В начале 1866 года влюблённый в фотографию немецкий землемер Альберт Фелиш решил радикально изменить свою жизнь, избрав и новую профессию, и новое пространство приложения своих дарований. В 27 лет поклонник светописи прибыл из Германии в Санкт-Петербург, где и открыл собственное фотографическое заведение в доме 7/36, что на углу Большой Мещанской и Демидова переулка.13 Вскоре переселенец убедился, что первоначальный план –– стать в имперской столице успешным портретистом — не сработал. По словам современников-очевидцев, в 1860-е годы Невский проспект представлял из себя сплошную выставку фотографических портретов, размещённых в витринах многочисленных фотоателье, которые располагались здесь едва ли не в каждом доме. Так что жёсткая конкуренция и относительная удалённость новой фирмы от людских потоков совсем не благоприятствовали успеху его предприятия. Проведя, как сказали бы сейчас, маркетинговое исследование и быстро отыскав свою нишу в фотографическом бизнесе, молодой предприниматель пришел к выводу, что необходимо расстаться с уютным аквариумом стационарного павильона и отправиться на открытый воздух для производства видов прекрасного города и интерьеров его достопримечательных зданий. С начала второй половины 19 века в Петербурге подобного рода съёмками последовательно занимались лишь два светописца — Джованни Бианки и Альфред Лоренс. Бианки начал свою беспрецедентную эпопею по репрезентации Петербурга в 1852 году и его большеформатные ведуты, изображающие ансамбли, дворцы и особняки петербургской знати, были рассчитаны на взыскательную публику, а Лоренс, выпуская в продажу снимки в небольшом размере, делал видовую фотографию общедоступной и пользующейся массовым спросом у туристов. Очевидно, работать в этих жанрах мало кто из аборигенов решался, опасаясь неизбежных затруднений при главенствующем тогда мокром коллодионном процессе.

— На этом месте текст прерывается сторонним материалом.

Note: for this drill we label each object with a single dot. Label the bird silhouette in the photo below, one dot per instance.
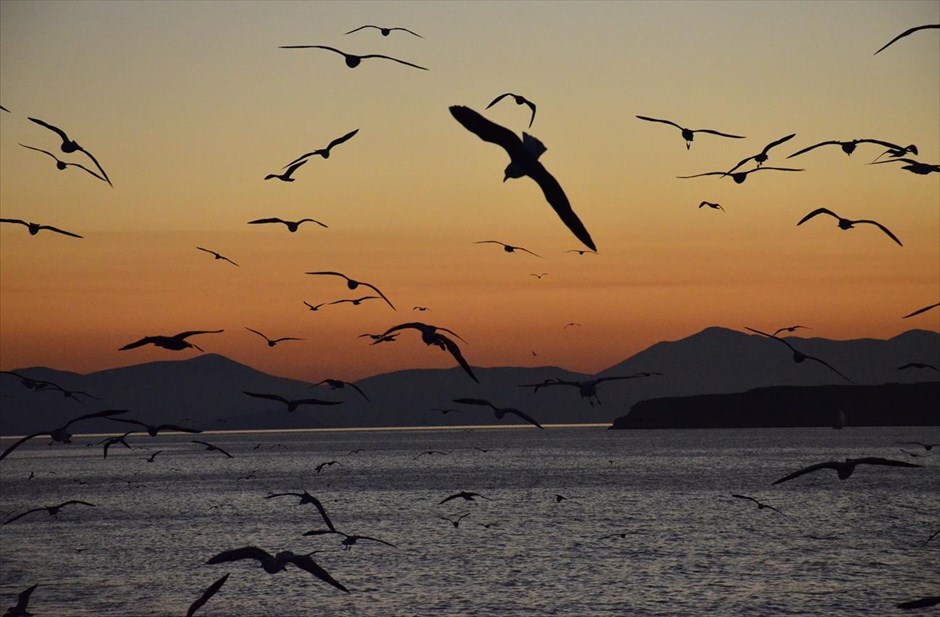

А. Фелиш. Молебен на Сенатской площади в день 200-летнего юбилея со дня рождения Петра I. 1872, 30 мая. Альбуминовый отпечаток. ГМИСПб.
А. Фелиш. Общий вид масленичной ярмарки на Адмиралтейской площади с катальной горки. Ок. 1870. Альбуминовый отпечаток. ГМИСПб.
А. Фелиш. Ростральная колонна на Стрелке Васильевского острова. 1870-е. Альбуминовый отпечаток. ГМИСПб.

Современная Фелишу светописная технология разительно отличалась от той фотографии, какой мы её знаем сегодня, когда всякий и без всякого стеснения направляется с фотоаппаратом туда, куда ему вздумается. В эпоху съёмки на мокроколлодионных пластинках «производство негативов … было не удовольствием, а тяжелою работою. Тёмный ящик или палатка, разные препараты и жидкости, особенно при снимании на более крупных пластинках, вынуждали брать с собою носильщиков, повозку для вьючных животных. На каждом новом месте приходилось заняться скучною и хлопотливою установкой тёмной палатки, приготовлять пластинку, проявлять в неудобной тесноте, перемывать посуду, и, наконец, разбирать палатку и укладывать её, чтобы перейти на другое место съёмки. Кроме этих вполне неизбежных неудобств, встречались ещё разные другие затруднения, например, невозможность устроиться близ места съёмки, недостаток в воде, и пр. В наше время [1888 — АК] фотографы … работавшие на мокрых пластинках, кажутся какими-то мучениками или героями, и мы можем только удивляться их самоотвержению и скромности требований, потому что при всех своих хлопотах, они в результате вознаграждались ничтожным числом негативов. Действительно, для каждой съёмки требовалось 1 или 2 часа времени и лишь при очень благоприятных условиях и истощительной работе в день получалось едва с полдюжины негативов, снятых с различных местностей».14 Кроме того, для получения хорошего негатива на выездных съёмках, фотографу, действуя в непредсказуемых обстоятельствах, было необходимо заботиться, чтобы пластинка верно «восприняла световое впечатление» и уметь тут же её проявить. «Без этого он при проявлении на месте не будет в состоянии решить, верно ли он соразмерил время для съёмки. Суждение это тем затруднительно, что не существует шаблонных правил, применимых для всех условий освещения и состояния воздуха».15 Найдя свою стезю, энтузиаст не побоялся трудностей, и вскоре оказалось, что «его снимки различных видов С.-Петербурга, как простые, так и стереоскопические пользовались вполне заслуженною славою и составляли предмет постоянной продажи художественных и эстампных магазинов».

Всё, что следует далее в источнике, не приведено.